Our EPR is one of the places where everybody involved in a patient’s care documents a record of the care given. So, it was vital that we used this to develop not just a no-blame culture when it came to clinical incidents, but a just culture too.

This isn’t an easy thing to achieve. How many people have made a mistake? How many people have gone to a clinical review meeting and felt that there's a no-blame atmosphere in that room?

However, something has happened and regardless of who was involved, we need to identify what that was and why, to ensure we can learn from it and minimise the chances of those mistakes happening again.

Our EPR provides the context alongside the data, allowing us to paint a three-dimensional picture about what happened before, during and after a clinical incident.

We can use our extra time to really focus on learning, and the mitigating actions we can take. Additionally, we can establish potential links between current and previous incidents, maximising the impact our analysis and outcomes of the investigation process will have in the improvement of patient safety and care quality.

Learning the 'why?'

The EPR is a fantastic tool to simply look at ‘the numbers’. For instance, we can check how long it took a patient to get their medications. Did a nurse take lying and standing blood pressures for the patients in a way that meets NICE guidance? We can swiftly pull up all that data, but what’s most important is what we do with it afterwards.

In addition to checking compliance with clinical guidance best practice, we take it to the next level and ask "why?". Why are we doing well in one domain but not another?

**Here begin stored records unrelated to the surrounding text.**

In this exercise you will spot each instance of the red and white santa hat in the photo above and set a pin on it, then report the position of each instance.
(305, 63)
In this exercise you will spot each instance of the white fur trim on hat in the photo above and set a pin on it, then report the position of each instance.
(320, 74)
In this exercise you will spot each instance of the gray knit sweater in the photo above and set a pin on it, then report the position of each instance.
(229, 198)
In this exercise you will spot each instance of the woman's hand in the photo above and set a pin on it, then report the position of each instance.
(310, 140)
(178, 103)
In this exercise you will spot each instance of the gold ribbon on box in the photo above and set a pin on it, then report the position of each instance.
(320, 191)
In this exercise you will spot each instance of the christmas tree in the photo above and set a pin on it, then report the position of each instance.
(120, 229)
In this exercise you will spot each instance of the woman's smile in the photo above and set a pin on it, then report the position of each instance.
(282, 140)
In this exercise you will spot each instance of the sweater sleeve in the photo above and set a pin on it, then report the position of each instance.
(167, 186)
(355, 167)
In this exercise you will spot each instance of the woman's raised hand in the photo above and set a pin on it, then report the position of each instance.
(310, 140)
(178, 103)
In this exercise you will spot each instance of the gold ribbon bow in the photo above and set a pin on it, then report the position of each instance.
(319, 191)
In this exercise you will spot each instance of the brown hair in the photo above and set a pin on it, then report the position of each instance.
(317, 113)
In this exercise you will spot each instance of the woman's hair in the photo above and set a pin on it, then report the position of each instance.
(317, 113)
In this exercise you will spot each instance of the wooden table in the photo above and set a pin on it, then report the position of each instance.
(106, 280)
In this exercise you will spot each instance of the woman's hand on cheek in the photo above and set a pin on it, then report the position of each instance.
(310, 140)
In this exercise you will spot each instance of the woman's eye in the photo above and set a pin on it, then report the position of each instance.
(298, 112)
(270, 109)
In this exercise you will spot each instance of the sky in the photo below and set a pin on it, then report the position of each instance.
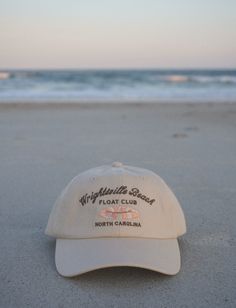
(80, 34)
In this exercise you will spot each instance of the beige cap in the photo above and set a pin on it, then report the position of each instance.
(116, 215)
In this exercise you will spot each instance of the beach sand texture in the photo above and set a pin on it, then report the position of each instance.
(192, 146)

Too often we spend time identifying what is going right or wrong without looking at the at the reasons behind it.

The EPR enables us to investigate reasons behind incidents properly, providing us with the headspace to start working with our colleagues from all areas of the Trust to to implement a multidisciplinary approach to understanding the background of patient safety incidents.

Together, our quality improvement team, patient safety team, informatics team, medical and nursing colleagues, and allied health professionals, explore our performance to determine what it is that makes things go wrong or right in certain areas, and how do we either minimise or indeed replicate them.

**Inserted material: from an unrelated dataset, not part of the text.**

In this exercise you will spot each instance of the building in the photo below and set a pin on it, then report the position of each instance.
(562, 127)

For example, by examining samples of lying and standing blood pressure scores against NICE guidance, and working with the falls team to identify and detect possible future issues, we can implement changes to our clinical practice to avoid further incidents.

By using the data we get from our EPR alongside information we're getting from compatible complementary systems, we can make informed decisions about where our senior team should focus their attention during their next ‘quality walkabout’.

During these unannounced quality checks, our executives, non-executive directors and governors can go to a particular clinical area guided by the data we collect – data which may flag changes in a specific area, for instance.

We can use early warning scores, a reporting delay, or maybe a falls increase – all of these factors can lead us to look into an area and pre-empt problems before they have an impact on patient safety.

In short, I feel that our EPR has enabled us to drive changes in practice that allow us to take our patient safety strategy to the next level - it has given us improved efficiency and the time to start looking at other ways of working, as well as providing us with the tools to learn from quality data and make informed choices.


West Suffolk Hospital is an award-winning, vibrant, friendly and accessible hospital on the edge of Bury St Edmunds. Rated ‘outstanding’ by the Care Quality Commission, it has around 430 beds open at one time and serves a population of around 280,000 within 600 square miles. As well as running the hospital, West Suffolk NHS Foundation Trust is joining up NHS care across the area providing many of the community services in West Suffolk. It delivers high-quality services in a variety of settings including people’s own homes, care homes, day centres, schools, GP surgeries and health centres, as well as the Newmarket Community Hospital inpatient unit and clinics.